It was sitting right there in the yard of the dilapidated, single-wide trailer. It wasn’t the only thing out here. The whole place was a junkyard. There was a broken-down Ford truck with only three tires, a rotted couch, an old dishwasher, plus what looked like a regular, old-school soda vending machine. The soda machine was covered with weeds and dirt like everything else in the yard. Instead of a logo for Coke or Pepsi, the machine featured the profile silhouette of a man I immediately recognized. Under the image were the words One Fight for Nine Tokens.

Under it was an asterisks mark with tiny letters that read: Warning. Once activated, you may leave the zone, but if you do, you will need to deposit nine more tokens to reactivate. And under that, in even smaller letters was: By the way, there are only nine tokens available in this whole area. So if you leave, you’re pretty much fucked.
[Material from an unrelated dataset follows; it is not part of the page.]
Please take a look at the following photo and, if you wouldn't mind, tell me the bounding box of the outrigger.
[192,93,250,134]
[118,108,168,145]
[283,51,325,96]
“I thought it was a fatter version of you with a mustache until I saw the motorcycle,” Donut said. “It’s only a shadow, but he looks just like you, Carl. The nose is quite identical. It’s eerie, really.”

I felt as if I couldn’t breathe, and I was doing my best to hide it. “Don’t ever say that again.”

“Does he really have a mustache? Did he work in porn? It’s no wonder you didn’t have any pictures of him.”

“Sometimes,” I said. “To the mustache part, not the porn. Whenever he was getting ready to go out on one of his motorcycle weekend trips, he’d grow it out.” I instinctively reached up and grabbed my own face, which I still shaved every day. “He could grow one out really fast.”

“Well, it doesn’t appear he’s ridden that thing in a long time,” Donut said, looking over the dirty motorcycle.

“You know what,” I said, looking over the yard. My eyes focused on the green weeds growing up around the tires of the motorcycle. At the flowers. “You’re right. This is wrong. All of this is wrong.”

“What do you mean?”

I gestured behind me. “Everything here was covered in snow just a few hours ago. It melted because it was transferred here to Florida. This trailer and the entire yard is different. Look at the grass. Look at all the dust on the truck and motorcycle.”

“Hey,” Donut said. “You’re right! They’re cheating! And this is different than the zombie turkey barn. That had snow on it! And look over there, where the yard ends!”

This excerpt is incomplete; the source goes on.